Friday, September 21, 2007

observations on beginning writing

This week I officially started writing! (Yeah!) I decided to begin with chapter two rather than at the beginning, the material in chapter two I find more interesting at the moment.

I appreciate now why so many PhD students stop at this point. I have an incredible amount of information to manage and then to puzzle through. It isn't just linking it together that is challenging (which is fun) but also figuring out why it is important (other than, it just interests me) and what new things all this evidence says about - and, at this point, there is a grab bag of ideas (indicative of my point in the process) - citizenship, US imperialism, class, race and society, race and economy, or any mixture of the above. And I would say that I've only read (ahem, had random contact with) about 50% of the evidence available. I probably won't see up to 20% of it. Nevertheless, I've read enough to distinguish patterns and so I begin to write.

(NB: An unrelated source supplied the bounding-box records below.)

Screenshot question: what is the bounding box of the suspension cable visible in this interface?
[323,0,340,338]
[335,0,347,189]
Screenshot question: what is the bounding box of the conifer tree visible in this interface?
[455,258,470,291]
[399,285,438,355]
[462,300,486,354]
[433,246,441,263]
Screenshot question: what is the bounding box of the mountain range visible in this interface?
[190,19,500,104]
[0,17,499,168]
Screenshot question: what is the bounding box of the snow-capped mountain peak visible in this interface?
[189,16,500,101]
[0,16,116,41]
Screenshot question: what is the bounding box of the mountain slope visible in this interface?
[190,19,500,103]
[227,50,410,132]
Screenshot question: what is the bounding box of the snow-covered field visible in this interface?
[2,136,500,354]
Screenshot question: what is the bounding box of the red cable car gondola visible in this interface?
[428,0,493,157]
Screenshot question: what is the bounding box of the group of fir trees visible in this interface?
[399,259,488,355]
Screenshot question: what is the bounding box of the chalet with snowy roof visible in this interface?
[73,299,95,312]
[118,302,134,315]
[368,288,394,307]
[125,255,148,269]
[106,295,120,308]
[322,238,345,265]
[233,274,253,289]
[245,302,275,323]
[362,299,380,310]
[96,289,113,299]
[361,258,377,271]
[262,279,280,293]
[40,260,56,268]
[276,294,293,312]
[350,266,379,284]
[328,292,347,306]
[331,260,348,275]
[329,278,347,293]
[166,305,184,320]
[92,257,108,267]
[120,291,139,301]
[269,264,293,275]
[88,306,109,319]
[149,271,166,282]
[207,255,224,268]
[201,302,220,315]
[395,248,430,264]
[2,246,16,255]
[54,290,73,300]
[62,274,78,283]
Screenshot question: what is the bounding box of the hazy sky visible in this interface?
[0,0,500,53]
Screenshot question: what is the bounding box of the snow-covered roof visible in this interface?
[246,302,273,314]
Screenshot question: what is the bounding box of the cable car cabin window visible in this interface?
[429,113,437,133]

Writing is not smooth, however. It becomes difficult, especially in two areas. One is when I start to describe something that I think is dull but a necessary part of the story (as in, thousands migrated to the US to find work). I try to spice it up by deciphering the reasons why I think I must write about something that I find dull (and that other scholars have already established). And this leads me into my other roadblock. I re-frame migration as a product of imperialism (and the political economy that the US produced in the Pacific) and "looking for work" as a process of integration into the racial socio-economic order already established in the US. All of this sounds more interesting to me, but it runs me smack into another unwieldy amount of evidence - the secondary works. Explaining these events with support from the theoretical works I've read (as well as the secondary historical scholarship) means I have to slow down and comb through this mountain of books, looking for just the place where they say exactly what I need them to say.*

All I want to do is sit and type. I want the words, pages, and chapters to magically flow from my fingertips onto the screen. I am definitely not there - not yet.

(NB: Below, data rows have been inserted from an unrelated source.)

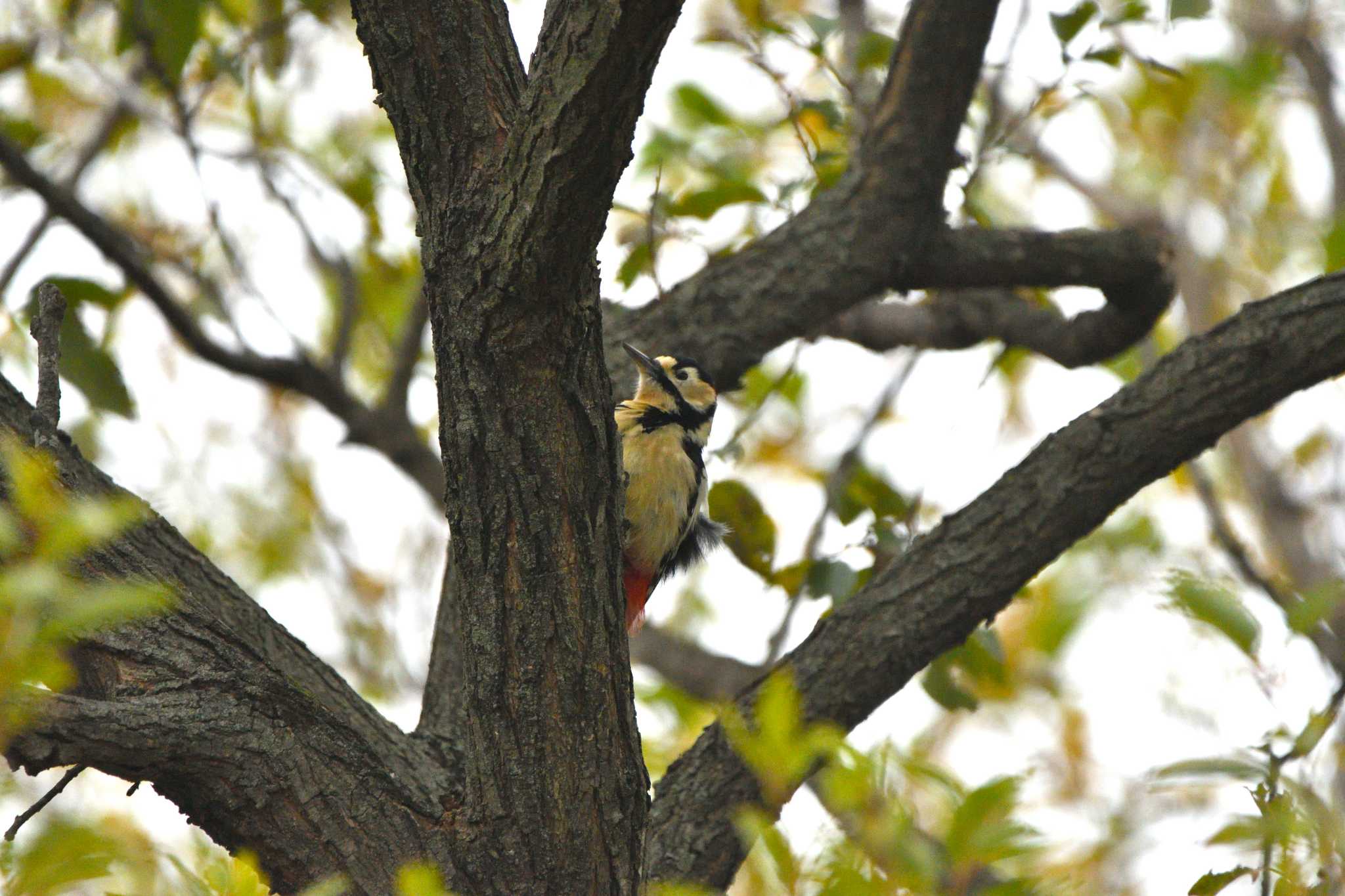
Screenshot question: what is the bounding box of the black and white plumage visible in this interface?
[616,345,724,631]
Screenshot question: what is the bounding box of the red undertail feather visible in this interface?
[621,565,653,634]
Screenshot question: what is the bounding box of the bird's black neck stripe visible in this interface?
[639,399,714,433]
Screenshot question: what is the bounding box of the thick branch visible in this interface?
[606,0,1049,383]
[647,277,1345,887]
[0,136,444,501]
[823,230,1173,367]
[351,0,526,229]
[0,370,457,893]
[508,0,682,282]
[631,626,765,701]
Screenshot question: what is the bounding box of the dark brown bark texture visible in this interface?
[8,0,1345,896]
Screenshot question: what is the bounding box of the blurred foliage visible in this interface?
[0,0,1345,896]
[0,435,169,748]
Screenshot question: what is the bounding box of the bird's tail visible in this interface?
[621,565,653,634]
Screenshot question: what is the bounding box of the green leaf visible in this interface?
[808,560,860,606]
[0,40,37,75]
[5,818,125,896]
[920,654,981,710]
[946,778,1034,865]
[669,181,765,221]
[1205,815,1267,846]
[1322,216,1345,274]
[803,13,841,40]
[672,83,733,127]
[46,277,131,313]
[833,463,910,523]
[1289,711,1336,759]
[117,0,204,83]
[397,863,449,896]
[1186,865,1256,896]
[1050,0,1097,49]
[854,31,897,70]
[1084,46,1122,68]
[1285,579,1345,634]
[1154,756,1267,780]
[709,480,775,579]
[616,243,653,289]
[1168,0,1210,20]
[736,809,802,893]
[35,576,169,641]
[1169,572,1260,657]
[24,283,136,417]
[0,112,41,149]
[738,366,806,407]
[1101,0,1149,28]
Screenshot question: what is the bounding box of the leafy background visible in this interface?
[0,0,1345,895]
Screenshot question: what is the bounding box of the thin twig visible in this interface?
[4,765,89,840]
[762,351,920,666]
[711,340,806,457]
[0,100,131,295]
[644,163,665,302]
[1186,462,1341,657]
[28,282,66,430]
[253,156,363,376]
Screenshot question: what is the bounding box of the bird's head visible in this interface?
[621,343,718,429]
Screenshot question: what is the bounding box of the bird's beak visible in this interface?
[621,343,663,379]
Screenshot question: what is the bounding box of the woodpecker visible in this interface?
[616,343,724,634]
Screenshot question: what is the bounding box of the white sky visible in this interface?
[0,0,1345,895]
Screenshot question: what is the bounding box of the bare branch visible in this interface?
[631,626,765,701]
[647,277,1345,885]
[823,224,1173,367]
[1289,28,1345,215]
[0,370,463,893]
[0,136,444,502]
[28,284,66,430]
[381,290,429,412]
[4,765,89,840]
[0,102,131,295]
[604,0,1005,392]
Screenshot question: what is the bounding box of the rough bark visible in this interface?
[0,370,456,893]
[647,277,1345,887]
[12,0,1345,895]
[354,0,680,893]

*Here is where the difference between the junior scholar and the established scholar is most stark.


By the way, if you haven't seen this new blog, then you've waited long enough.

3 comments:

kungfuramone said...

Obviously, I'm a few years behind you, but I hear you on what you're going through. In particular, regarding combing through theory looking for that one juicy quote so that you can write "see! Famous theorist XYZ agrees with me!"

Rachel said...

It is much harder to find such quotes when no one writes on your topic. haha! :) Or they only write in German, which is much worse, because your interpretation (read: bad translation) of what they said could actually be refuting your idea. I did some proofreading in Austria, and they're much worse about the quoting thing there. We have the "original thought" guilt complex over here.

Trust in Steel said...

It will start to take shape soon, I'm sure.